I manage a research database with Ruby on Rails. The data that is entered is primarily used by scientists who prefer to have all the relevant information for a study in one single massive table for use in their statistics software of choice. I'm currently presenting it as CSV, as it's very straightforward to do and compatible with the tools people want to use.
I've written many views (the SQL kind, not the Rails HTML/ERB kind) to make the output they expect a reality. Some of these views are quite large and have a fair amount of complexity behind them. I wrote them in SQL because there are many calculations and comparisons that are more easily done with SQL. They're currently loaded into the database straight from a file named views.sql. To get the requested data, I do a select * from my_view;.
The views.sql file is getting quite large. Part of the problem is that we're still figuring out what the data we collect means, so there's a lot of changes being made to the views all the time -- and a ton of them are being created. Many of them need to be repeatable.
I've recently run into issues organizing and testing these views. Rails works great for user interface stuff and business logic, but I'm not aware of much existing structure for handling the reporting we require.
Some options I've thought of:
Should I move them into the most relevant models somehow? Several of the views interact with each other, which makes this situation more complex than just doing a single find_by_sql, so I don't know if they should only be part of the model.
Perhaps they should be treated as a "view" in the MVC sense? (That is, they could be moved into app/views/ and live alongside the HTML, perhaps as files named something like my_view.csv.sql which return CSV.)
How would you deal with a complex reporting problem like this?
UPDATE for Mladen Jablanović
It started by having a couple of views for reporting purposes. My boss(es) decided they wanted more, so I started writing more. Some give couple hundred columns of data, based on the requirements I've been given.
I have a couple thousand lines of views all shoved in a single file now. I don't like that situation, so I want to reorganize/refactor the code. I'd also like an easy way of providing CSVs -- I'm currently running queries and emailing them by hand, which could easily be automated. Finally, I would like to be able to write some tests on the output of the views, since a couple of regressions have already popped up.

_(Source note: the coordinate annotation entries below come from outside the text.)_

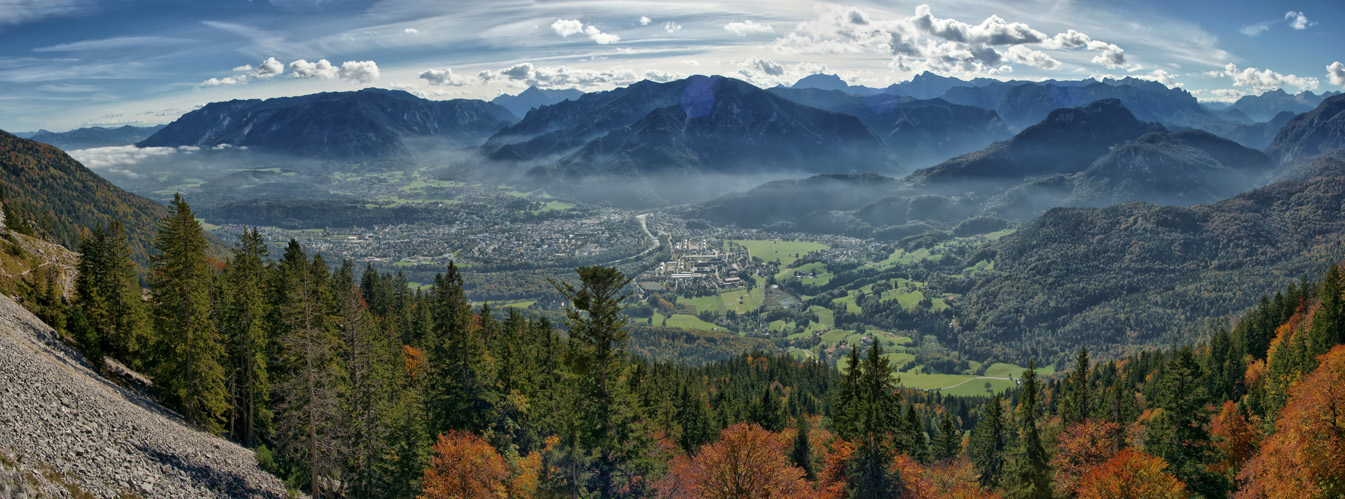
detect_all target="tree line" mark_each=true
[57,193,1345,498]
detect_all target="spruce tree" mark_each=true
[841,342,908,498]
[551,266,644,498]
[1005,360,1052,499]
[933,409,962,461]
[967,394,1007,487]
[223,229,272,447]
[74,221,151,369]
[1061,348,1092,426]
[425,262,499,437]
[1145,346,1228,498]
[274,239,346,498]
[149,195,229,434]
[790,416,818,482]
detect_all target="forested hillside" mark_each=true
[0,132,165,262]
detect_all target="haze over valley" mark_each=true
[0,0,1345,499]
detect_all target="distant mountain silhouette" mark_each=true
[1063,130,1275,207]
[0,132,168,265]
[26,125,164,151]
[1228,89,1340,121]
[1266,94,1345,163]
[769,87,1011,165]
[137,89,518,159]
[908,100,1166,190]
[537,77,901,179]
[491,86,584,117]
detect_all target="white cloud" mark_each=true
[748,58,784,77]
[476,62,681,87]
[1139,70,1180,86]
[1206,63,1321,93]
[340,61,379,83]
[909,5,1046,46]
[1284,11,1317,30]
[551,19,584,38]
[289,59,340,79]
[0,0,95,26]
[771,5,1141,75]
[420,67,467,86]
[1237,23,1270,36]
[724,19,775,36]
[1005,44,1061,70]
[551,19,621,44]
[70,145,200,178]
[197,56,285,86]
[253,58,285,78]
[1326,61,1345,89]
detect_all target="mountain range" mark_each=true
[23,125,164,151]
[491,86,584,116]
[137,89,518,160]
[0,132,168,265]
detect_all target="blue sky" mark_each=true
[0,0,1345,130]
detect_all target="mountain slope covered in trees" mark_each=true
[0,132,165,262]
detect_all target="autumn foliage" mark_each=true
[1076,449,1190,499]
[1236,346,1345,499]
[1050,420,1120,496]
[421,432,510,499]
[658,424,812,499]
[893,455,1001,499]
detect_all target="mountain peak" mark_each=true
[792,73,850,90]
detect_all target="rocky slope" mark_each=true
[0,296,294,498]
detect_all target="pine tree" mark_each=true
[149,195,229,434]
[967,394,1007,487]
[274,239,346,498]
[839,342,908,498]
[551,266,644,498]
[425,262,499,436]
[1145,346,1228,498]
[223,229,272,447]
[933,410,962,461]
[74,221,151,369]
[332,260,398,498]
[1005,360,1052,499]
[790,416,818,482]
[1061,348,1092,426]
[748,386,784,432]
[1303,265,1345,357]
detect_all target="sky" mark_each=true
[0,0,1345,132]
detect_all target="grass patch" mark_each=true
[733,239,831,268]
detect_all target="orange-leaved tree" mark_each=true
[658,424,812,499]
[1236,346,1345,499]
[1050,420,1120,496]
[1075,449,1190,499]
[420,430,510,499]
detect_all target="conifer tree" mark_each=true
[223,229,272,447]
[425,262,499,436]
[790,416,818,482]
[967,394,1007,487]
[933,410,962,461]
[274,239,346,498]
[1005,360,1052,499]
[1061,348,1092,426]
[841,342,908,498]
[1145,346,1228,498]
[149,195,229,434]
[551,266,644,498]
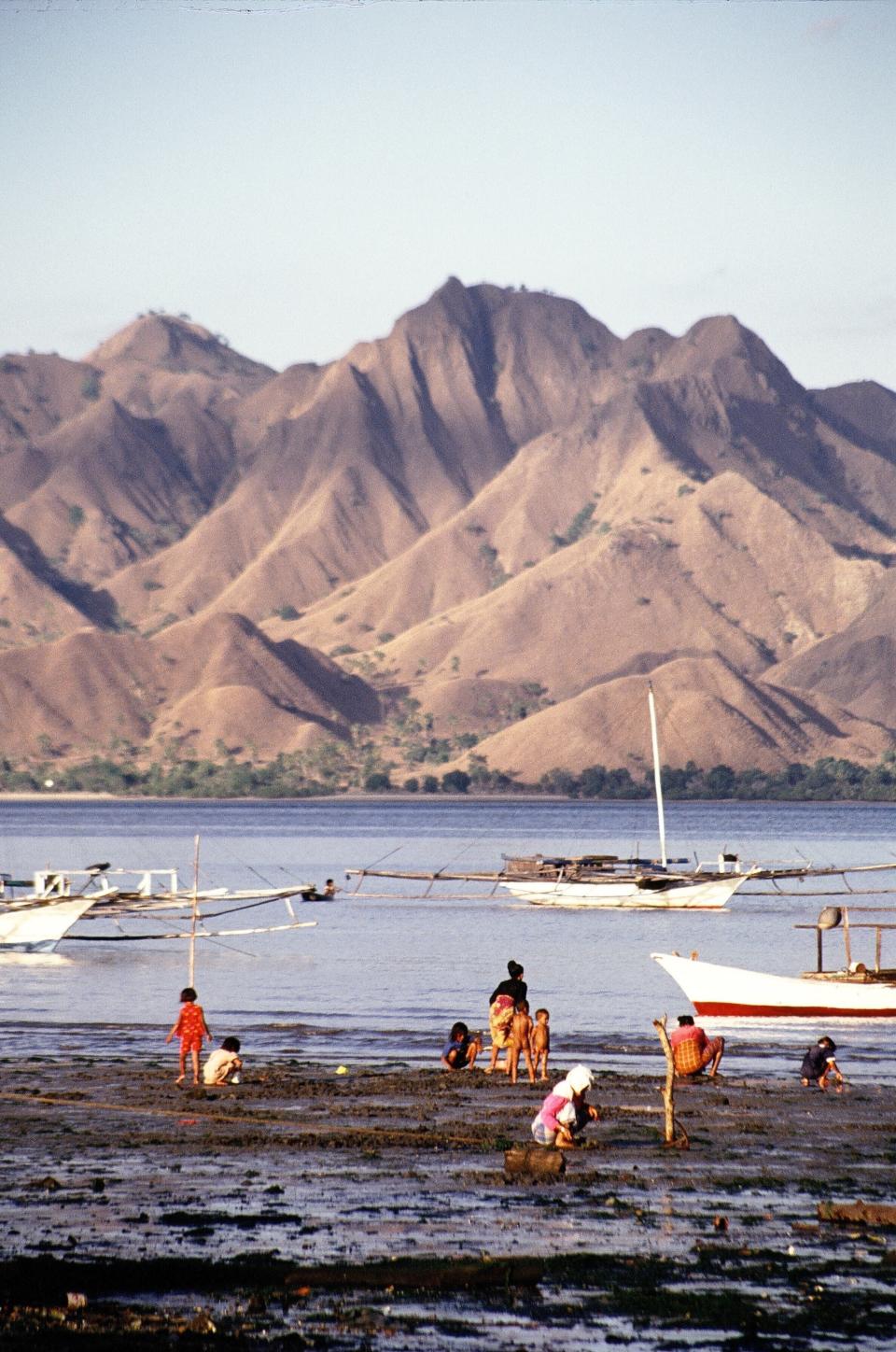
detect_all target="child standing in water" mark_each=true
[531,1010,550,1080]
[507,1001,535,1084]
[165,986,212,1084]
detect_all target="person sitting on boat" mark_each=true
[300,878,339,902]
[669,1014,724,1080]
[532,1065,600,1150]
[485,959,528,1075]
[441,1022,483,1071]
[203,1037,244,1084]
[800,1037,844,1093]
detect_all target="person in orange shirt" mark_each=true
[165,986,212,1084]
[669,1014,724,1080]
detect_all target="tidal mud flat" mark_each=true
[0,1056,896,1352]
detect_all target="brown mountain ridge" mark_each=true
[0,278,896,782]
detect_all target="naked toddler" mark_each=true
[531,1010,550,1080]
[507,1001,535,1084]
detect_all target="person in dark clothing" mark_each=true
[485,959,528,1075]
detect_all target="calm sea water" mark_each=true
[0,797,896,1081]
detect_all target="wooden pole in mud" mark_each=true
[652,1014,691,1150]
[187,836,199,986]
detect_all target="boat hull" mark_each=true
[650,953,896,1020]
[501,875,748,911]
[0,896,96,953]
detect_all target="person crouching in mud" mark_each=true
[532,1065,600,1150]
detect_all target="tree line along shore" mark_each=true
[0,748,896,802]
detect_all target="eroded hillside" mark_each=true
[0,278,896,784]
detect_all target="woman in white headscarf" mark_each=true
[532,1065,600,1149]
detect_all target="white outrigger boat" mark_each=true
[346,683,896,911]
[0,864,315,953]
[650,906,896,1020]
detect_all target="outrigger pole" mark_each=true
[648,682,667,868]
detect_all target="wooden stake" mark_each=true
[652,1014,691,1150]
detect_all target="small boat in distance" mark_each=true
[0,864,318,953]
[650,906,896,1020]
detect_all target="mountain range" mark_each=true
[0,278,896,782]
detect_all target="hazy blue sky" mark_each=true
[0,0,896,388]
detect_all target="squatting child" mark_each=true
[203,1037,244,1084]
[800,1037,844,1093]
[507,1001,535,1084]
[165,986,212,1084]
[530,1010,550,1080]
[441,1022,483,1071]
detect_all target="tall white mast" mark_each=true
[648,682,666,868]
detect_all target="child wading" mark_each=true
[800,1037,844,1093]
[165,986,212,1084]
[203,1037,244,1084]
[531,1010,550,1080]
[507,1001,535,1084]
[441,1022,483,1071]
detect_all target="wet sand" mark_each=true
[0,1056,896,1349]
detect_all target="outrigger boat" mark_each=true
[0,864,315,953]
[346,683,896,911]
[650,906,896,1020]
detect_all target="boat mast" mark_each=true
[187,836,199,986]
[648,682,666,868]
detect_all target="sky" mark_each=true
[0,0,896,388]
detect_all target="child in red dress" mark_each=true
[165,986,212,1084]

I haven't worked much with SQL and views directly, so I can't help you there, but you can certainly build an ActiveRecord model on top of a view, very easily in fact. The book Enterprise Rails has a whole chapter on it (here it is at Google Books).
We are using views in our DB extensively and some of them are exposed as Rails models. You work with them as you would with tables, except for you can't update them of course.
Also, some of the columns may be calculated using other columns (different ratios for example) so we don't do it in the view, but in the model instead (ok, not entirely true, we construct SQL snippet and pass it to :select => '' portion of find call).
Presentation logic (such as date and number formatting) goes to Rails views.
I'm afraid I can't help you with more concrete advice, as the scope of the question is pretty wide.
Hundreds of columns doesn't sound reasonable. Sounds like immense amount of data in one place. How do they use it at all? We have web application where they can drill down and filter the results, narrow timespan and time step etc, so they never have more then 10-20 columns in the reports.
We store our views one view per SQL file. Also, you can combine it with a numerical prefix in order to ensure proper creation order (in case some of them depend on others). No migrations there, whole DB layer is app-agnostic.
For CSV, you can create either a set of scripts you can invoke either manually, or using cron, or you can use FasterCSV from your Rails app and generate CSVs by HTTP request.